Several months ago I was notified of the death of a woman I met only once, but whose strength, charisma and courage made a lasting impression on me.
Annie died of cancer after discovering a couple years ago that the disease had her in it’s grasp. She lived in Melbourne yet chose to die in Queensland, in the sun and by the sea as she did not want to die in hospital. I was told she’s an oncology sister by profession so I imagine her decision was a very educated one. Her husband and sister were holding her hand as she slipped away.
I am also told by my very good friend that, “She was an amazing human being, contributing to people’s lives in a most awe-inspiring way…. Just too bloody early to be dying at fifty-two … mind you, what Anne jammed into her short life most people wouldn’t get into three normal ones …Vale Annie…”
She went on to say that it’s, “A wonderful gift, to be able to nurse someone you love until the very end, but an awful strain…especially if it’s drawn out..I was able to do so with my Mum a few years ago and it was such a privilege…”
Because of these conversations we’ve been having over the last few days I decided to pull out one of my books called, “Death The Final Stage Of Growth” – By Elisabeth Kubler-Ross, M.D. (A psychiatrist and world-renowned authority and counselor on death.) She has written a number of illuminating books on the subject that certainly assist people in gaining another perspective, especially when death is a subject that is evaded, denied and ignored in our youth worshiping, progress-orientated society.
The fact is, we will all die, most of us just don’t know when!

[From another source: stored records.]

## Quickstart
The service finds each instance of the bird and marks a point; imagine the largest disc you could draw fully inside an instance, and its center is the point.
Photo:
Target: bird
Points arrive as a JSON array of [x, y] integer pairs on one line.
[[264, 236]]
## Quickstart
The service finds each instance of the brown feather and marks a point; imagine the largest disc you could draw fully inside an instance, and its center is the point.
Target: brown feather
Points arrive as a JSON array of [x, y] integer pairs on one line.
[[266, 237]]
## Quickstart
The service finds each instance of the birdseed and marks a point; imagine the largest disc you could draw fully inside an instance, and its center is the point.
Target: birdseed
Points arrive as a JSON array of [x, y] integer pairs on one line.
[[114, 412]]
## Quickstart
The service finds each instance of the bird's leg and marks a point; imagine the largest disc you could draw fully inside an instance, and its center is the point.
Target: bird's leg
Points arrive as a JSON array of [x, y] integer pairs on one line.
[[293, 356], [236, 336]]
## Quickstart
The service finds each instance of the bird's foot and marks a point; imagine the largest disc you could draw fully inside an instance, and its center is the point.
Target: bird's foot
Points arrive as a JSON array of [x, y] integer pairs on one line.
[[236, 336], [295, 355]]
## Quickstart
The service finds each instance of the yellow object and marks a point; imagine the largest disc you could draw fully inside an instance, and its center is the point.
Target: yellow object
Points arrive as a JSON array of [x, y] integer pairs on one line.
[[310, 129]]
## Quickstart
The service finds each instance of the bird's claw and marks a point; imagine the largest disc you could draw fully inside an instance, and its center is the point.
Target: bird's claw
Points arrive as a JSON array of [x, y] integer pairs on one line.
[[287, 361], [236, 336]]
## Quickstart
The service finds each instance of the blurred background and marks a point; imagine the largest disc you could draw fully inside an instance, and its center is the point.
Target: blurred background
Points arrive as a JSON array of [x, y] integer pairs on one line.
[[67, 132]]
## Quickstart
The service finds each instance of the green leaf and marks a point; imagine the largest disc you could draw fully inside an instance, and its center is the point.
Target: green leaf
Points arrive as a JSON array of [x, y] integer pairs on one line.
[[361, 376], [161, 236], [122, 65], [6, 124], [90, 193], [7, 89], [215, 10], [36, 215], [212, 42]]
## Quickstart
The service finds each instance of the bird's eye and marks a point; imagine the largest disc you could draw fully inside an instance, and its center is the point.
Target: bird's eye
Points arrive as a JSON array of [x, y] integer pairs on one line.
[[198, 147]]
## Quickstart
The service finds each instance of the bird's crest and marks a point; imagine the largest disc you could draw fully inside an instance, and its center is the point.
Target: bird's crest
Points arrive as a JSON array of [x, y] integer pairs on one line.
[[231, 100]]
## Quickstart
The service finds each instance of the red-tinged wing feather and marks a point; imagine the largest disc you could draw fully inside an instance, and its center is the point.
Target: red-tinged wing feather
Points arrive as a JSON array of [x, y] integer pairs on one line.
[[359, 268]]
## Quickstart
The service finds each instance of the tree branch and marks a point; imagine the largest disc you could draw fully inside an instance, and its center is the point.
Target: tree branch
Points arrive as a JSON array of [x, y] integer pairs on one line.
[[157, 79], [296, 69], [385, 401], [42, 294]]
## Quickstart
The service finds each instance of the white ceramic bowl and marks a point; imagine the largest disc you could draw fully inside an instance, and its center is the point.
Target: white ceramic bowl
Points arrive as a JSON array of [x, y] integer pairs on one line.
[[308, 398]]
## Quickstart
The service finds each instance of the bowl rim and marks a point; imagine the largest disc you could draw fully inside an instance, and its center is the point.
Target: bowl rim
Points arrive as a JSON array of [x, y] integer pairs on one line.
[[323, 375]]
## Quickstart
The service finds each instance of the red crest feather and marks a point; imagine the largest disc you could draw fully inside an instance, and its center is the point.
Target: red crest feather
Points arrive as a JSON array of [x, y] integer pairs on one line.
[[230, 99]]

I have really appreciated being able to talk with my friend about death, not in a morbid way, but in a healing and almost uplifting way…and one that certainly makes me appreciate more of what I have been given right now….a wonderful life and perfect health.
I like to think I have an affinity and acceptance for all faiths, religions and beliefs. I remember reading a book written by John Edward (a psychic medium who many people believe has the ability to speak to those we have loved and lost) where he said that, “Prayers are like music to their ears”, and since hearing that, I always say, “God Bless You” when I hear of someone’s passing or even a see a dead animal on the side of the road. It somehow makes me feel comforted and almost complete in a way.
This space is available for anyone else to express themselves in any way they see fit. There are no rules about how to talk about death, I think it’s just really important that we do.